Authors: Cathy Kelly

Tags: #Fiction, #General

Past Secrets (7 page)

‘Hi, Faye,’ said Jane cheerily and held up a sheaf of pink call slips. ‘I’ve got messages for you.’

The office was very high-tech and designed to impress. Nobody could fail to be dazzled by the glass lift, the stiletto-crunching black marble floors, or the enormous modern-art canvas that dominated the reception. Faye thought the picture looked like what two amorous whales might paint if they’d been ‘covered in midnight-blue emulsion and left to thump around for a while on a massive canvas. But having an artistic daughter, she understood that this was probably not the effect the artist had anticipated.

‘People are scared of modern art,’ Grace said gleefully when the painting had first been hung. ‘It can be intimidating,’ Faye pointed out bluntly. ‘But this one’s a bit dull, to be honest.’

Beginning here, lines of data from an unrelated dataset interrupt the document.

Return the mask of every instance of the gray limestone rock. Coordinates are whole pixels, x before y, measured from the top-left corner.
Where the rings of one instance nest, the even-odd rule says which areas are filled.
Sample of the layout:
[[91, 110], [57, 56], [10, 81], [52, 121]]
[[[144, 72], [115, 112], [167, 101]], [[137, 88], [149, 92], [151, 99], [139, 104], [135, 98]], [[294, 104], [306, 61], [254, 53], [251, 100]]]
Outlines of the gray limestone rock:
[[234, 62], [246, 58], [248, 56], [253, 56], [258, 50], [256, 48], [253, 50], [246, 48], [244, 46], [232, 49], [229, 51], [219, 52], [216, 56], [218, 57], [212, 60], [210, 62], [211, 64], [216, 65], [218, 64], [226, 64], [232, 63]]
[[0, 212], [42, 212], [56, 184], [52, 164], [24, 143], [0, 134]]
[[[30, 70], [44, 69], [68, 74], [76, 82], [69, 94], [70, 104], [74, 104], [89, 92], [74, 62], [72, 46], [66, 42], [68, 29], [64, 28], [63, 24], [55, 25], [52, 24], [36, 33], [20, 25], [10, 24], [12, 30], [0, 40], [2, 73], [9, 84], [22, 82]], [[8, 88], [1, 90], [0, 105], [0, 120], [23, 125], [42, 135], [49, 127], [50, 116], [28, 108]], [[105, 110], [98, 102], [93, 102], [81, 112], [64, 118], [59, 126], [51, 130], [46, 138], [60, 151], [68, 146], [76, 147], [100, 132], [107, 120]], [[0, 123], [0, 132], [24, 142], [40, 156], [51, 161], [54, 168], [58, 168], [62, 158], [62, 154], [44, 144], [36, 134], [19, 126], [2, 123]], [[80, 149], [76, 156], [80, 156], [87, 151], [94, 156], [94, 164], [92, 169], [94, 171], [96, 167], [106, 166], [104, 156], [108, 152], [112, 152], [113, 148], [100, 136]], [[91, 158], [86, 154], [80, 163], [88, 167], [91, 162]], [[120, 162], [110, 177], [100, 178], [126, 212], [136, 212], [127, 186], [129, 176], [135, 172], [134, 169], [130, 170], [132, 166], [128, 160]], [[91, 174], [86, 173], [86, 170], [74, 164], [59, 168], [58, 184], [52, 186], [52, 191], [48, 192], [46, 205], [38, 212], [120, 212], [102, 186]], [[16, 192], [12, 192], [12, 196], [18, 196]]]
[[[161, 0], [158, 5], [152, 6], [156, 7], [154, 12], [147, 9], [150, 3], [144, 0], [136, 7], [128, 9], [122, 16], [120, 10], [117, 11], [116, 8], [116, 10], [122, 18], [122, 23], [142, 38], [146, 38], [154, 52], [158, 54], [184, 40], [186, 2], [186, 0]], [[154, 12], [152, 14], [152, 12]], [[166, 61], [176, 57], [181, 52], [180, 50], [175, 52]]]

‘Perhaps you’re right,’ sighed Grace. ‘But it says we’ve arrived. We’ve come a long way from that awful dive of an office we started out in, remember.’

Faye remembered. Ten years ago, Faye had been broke after a series of dead-end jobs, and was desperately trying to get her foot on an employment ladder that didn’t involve latenight bar work.

She’d been so grateful to Grace for taking a chance on her in the fledgling recruitment business she

had made sure Grace never regretted it. Nobody in Little Island worked harder than Faye. The two had forged a professional friendship that grew stronger every year.

‘The ex-barmaid and the ex-banking queen, who’d have thought we’d make it?’ Faye used to say, smiling. She didn’t let many people past her barriers, but Grace was one of the few. What if Grace was a social butterfly, was married to the obnoxious Neil, and could air-kiss with the best of them? Despite all that, she was a real person. True, kind, honest. Faye trusted her, which made Grace part of a very small and exclusive club.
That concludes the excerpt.